I was always drawn to the international arena. I was born in Colombia and grew up speaking Spanish. I’ve also had a long-running interest in foreign policy and geopolitical issues, which is one of the reasons why I’m actively involved with the Council on Foreign Relations and the Council of the Americas—two foreign policy institutions in New York focused on political and economic issues. My interest in cross-border matters extends to the work I do on the pro bono front. For example, I’m on the board of trustees and the investment committee of the U.S. Foundation for Colombia’s Universidad de Los Andes.
What is a typical day like and/or what are some common tasks you perform?
In addition to my legal work, I sit on S&C’s management com-mittee and oversee the firm’s legal recruiting and administrative functions. I interact with lawyers and staff at all levels of the firm and with terrific clients and colleagues within S&C, as well as at other firms around the world.
What training, classes, experience or skills development would you recommend to someone who wishes to enter your practice area?

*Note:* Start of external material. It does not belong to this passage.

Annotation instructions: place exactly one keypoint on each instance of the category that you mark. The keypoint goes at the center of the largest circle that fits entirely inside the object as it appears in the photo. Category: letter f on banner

We train our lawyers at S&C to develop a generalist, cross-disciplinary skill set. Associates are exposed to a varied formal training curriculum, covering everything from takeover strategies and joint ventures to current legal issues. Lawyers who are interested in transactional work should learn as much as they can about all aspects of commercial lawyering. Junior corporate lawyers spend their first 18 months as part of an “unassigned” pool, which means that they’re working with partners and associates from all sorts of transactional practices. Both transactional and litigation lawyers are highly collaborative, and we learn from one another holistically.
What do you like best about your practice area?

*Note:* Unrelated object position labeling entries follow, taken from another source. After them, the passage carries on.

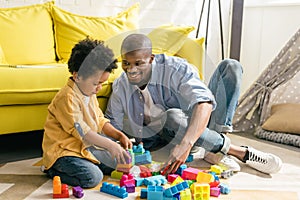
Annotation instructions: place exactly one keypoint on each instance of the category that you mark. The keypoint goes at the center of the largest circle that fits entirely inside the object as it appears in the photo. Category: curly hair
(90, 55)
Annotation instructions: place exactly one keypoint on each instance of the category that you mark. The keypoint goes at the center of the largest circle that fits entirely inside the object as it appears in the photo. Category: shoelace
(255, 158)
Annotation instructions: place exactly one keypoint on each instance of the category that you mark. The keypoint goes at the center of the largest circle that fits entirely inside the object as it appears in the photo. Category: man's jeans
(225, 85)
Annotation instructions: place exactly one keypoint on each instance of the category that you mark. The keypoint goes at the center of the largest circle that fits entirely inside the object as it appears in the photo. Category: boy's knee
(91, 179)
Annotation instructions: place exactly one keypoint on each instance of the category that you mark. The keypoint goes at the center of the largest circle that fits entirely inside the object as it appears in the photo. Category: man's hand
(125, 142)
(178, 157)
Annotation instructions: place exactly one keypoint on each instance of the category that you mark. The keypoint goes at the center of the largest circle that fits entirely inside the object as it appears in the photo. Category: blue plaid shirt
(174, 84)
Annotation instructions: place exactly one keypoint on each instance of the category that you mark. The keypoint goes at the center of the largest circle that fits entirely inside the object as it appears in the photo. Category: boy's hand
(125, 142)
(118, 152)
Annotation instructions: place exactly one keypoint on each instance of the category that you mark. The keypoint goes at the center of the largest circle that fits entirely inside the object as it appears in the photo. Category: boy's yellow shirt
(61, 138)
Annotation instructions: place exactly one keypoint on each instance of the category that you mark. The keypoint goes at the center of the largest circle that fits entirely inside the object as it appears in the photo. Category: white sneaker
(222, 160)
(264, 162)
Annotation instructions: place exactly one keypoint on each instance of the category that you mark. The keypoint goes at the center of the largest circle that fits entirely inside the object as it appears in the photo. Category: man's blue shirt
(174, 83)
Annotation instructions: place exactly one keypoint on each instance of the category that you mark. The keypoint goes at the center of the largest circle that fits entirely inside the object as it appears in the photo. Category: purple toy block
(215, 191)
(155, 180)
(130, 188)
(155, 193)
(169, 192)
(114, 190)
(77, 192)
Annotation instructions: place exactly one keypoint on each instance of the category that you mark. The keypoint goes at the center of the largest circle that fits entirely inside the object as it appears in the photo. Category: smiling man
(160, 100)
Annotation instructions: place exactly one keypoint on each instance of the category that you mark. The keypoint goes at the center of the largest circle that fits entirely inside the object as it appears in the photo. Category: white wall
(267, 26)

What I enjoy most about my practice—and about S&C—is the multidisciplinary nature of the work. We consider legal issues from a practical and commercial perspective. I also appreciate that the range of clients with whom I work is immeasurably diverse—while doing work for large corporates, I’ve also helped small countries like the Principality of Andorra in dealing with financial matters and even individuals in working through issues related to the FIFA soccer bribery scandals.
What misconceptions exist about your practice area?
It can be hard to appreciate all of the complexity that cross-border legal work entails. Factors like competing legal regimes and approvals and different languages and time zones mean that we’re constantly challenged to think creatively. The reality is that we live in an era of global competition. At S&C, half of our clients are non-U.S. entities, and our U.S. clients face opportunities and challenges around the world. Our ability to advise them on their most difficult global matters, regardless of location, is critical to our ongoing success as a law firm.
What is unique about your practice area at your firm?
Our practice requires a broad skill set and necessitates different types of work depending on the context, whether it be M&A, joint ventures, project development, or restructuring. I think we’re unique in that we encourage our new lawyers to go outside of their comfort zones. There’s a strong focus on learning—not just through all of the formal trainings we offer, but also by doing and seeing.
What are some typical career paths for lawyers in this practice area?
There is no typical career path for an S&C lawyer. Lawyers in our international practice are now partners, in-house counsel, CEOs, and business leaders around the world. We have a strong alumni network with more than 3,000 members, and our Career & Alumni Resources Center provides lifelong benefits and support, including career counseling and networking opportunities. It also facilitates access to clients, colleagues, and friends of the firm. Some lawyers join S&C and don’t know exactly what kind of practice they want to pursue or how long they want to practice law. Our practice exposes you to a variety of legal areas and industries, so you can figure it out as you go. If you’re curious and ambitious, S&C is an ideal place to determine your career path.